The CO2 level of the atmosphere is regulated by the water in the atmosphere,
i.e. CO2 is readily absorbed by water to form carbonic acid H2CO3. The carbonic has a much lower vapor pressure than CO2 and will stay in the water. The rain falls to the oceans, which are slightly alkaline. This neutralizes the carbonic acid to form carbonate and bicarbonate (shells and coral), fixing the CO2 in even lower vapor pressure ways.
A chimney stack CO2 scrubber (e.g. to remove CO2 from burning coal, Peter's comment) works by the same principles, with CO2 rising up the stack and water raining downward. If by chance the CO2 was to accumulate to form a greenhouse affect, that means warmer global air. The warmer air means more evaporation of surface water and bigger thunder clouds. The net affect is more water in the atmosphere to rain and scrub out the excess CO2, with the bigger thunderclouds reaching higher into the upper atmosphere to get at the higher height CO2.

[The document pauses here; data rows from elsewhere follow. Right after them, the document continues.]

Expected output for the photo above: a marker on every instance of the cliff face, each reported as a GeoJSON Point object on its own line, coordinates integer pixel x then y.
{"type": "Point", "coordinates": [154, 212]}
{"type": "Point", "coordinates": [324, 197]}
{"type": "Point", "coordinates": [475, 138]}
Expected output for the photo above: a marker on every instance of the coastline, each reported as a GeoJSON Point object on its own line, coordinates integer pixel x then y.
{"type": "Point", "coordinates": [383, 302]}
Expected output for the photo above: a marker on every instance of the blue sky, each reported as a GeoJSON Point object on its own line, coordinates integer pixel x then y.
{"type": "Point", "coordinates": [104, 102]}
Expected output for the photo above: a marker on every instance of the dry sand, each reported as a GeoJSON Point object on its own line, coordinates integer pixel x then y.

The warmer climate and the greater amount of rain due to the higher CO2 also means that more plants are able to grow and last longer. The greater plants density will also increase their rate of CO2 absorption. With all these affects, the tide will eventually change with the CO2 levels gradually dropping. This will lead to cooling. The lower CO2 and cooling means less evaporated water and less scrubbing of the atmosphere. Relative to the plants the cooler air combined with less rain means less plant growth, less CO2 absorption and forest fires. The latter will help increase the CO2 levels for another cycle.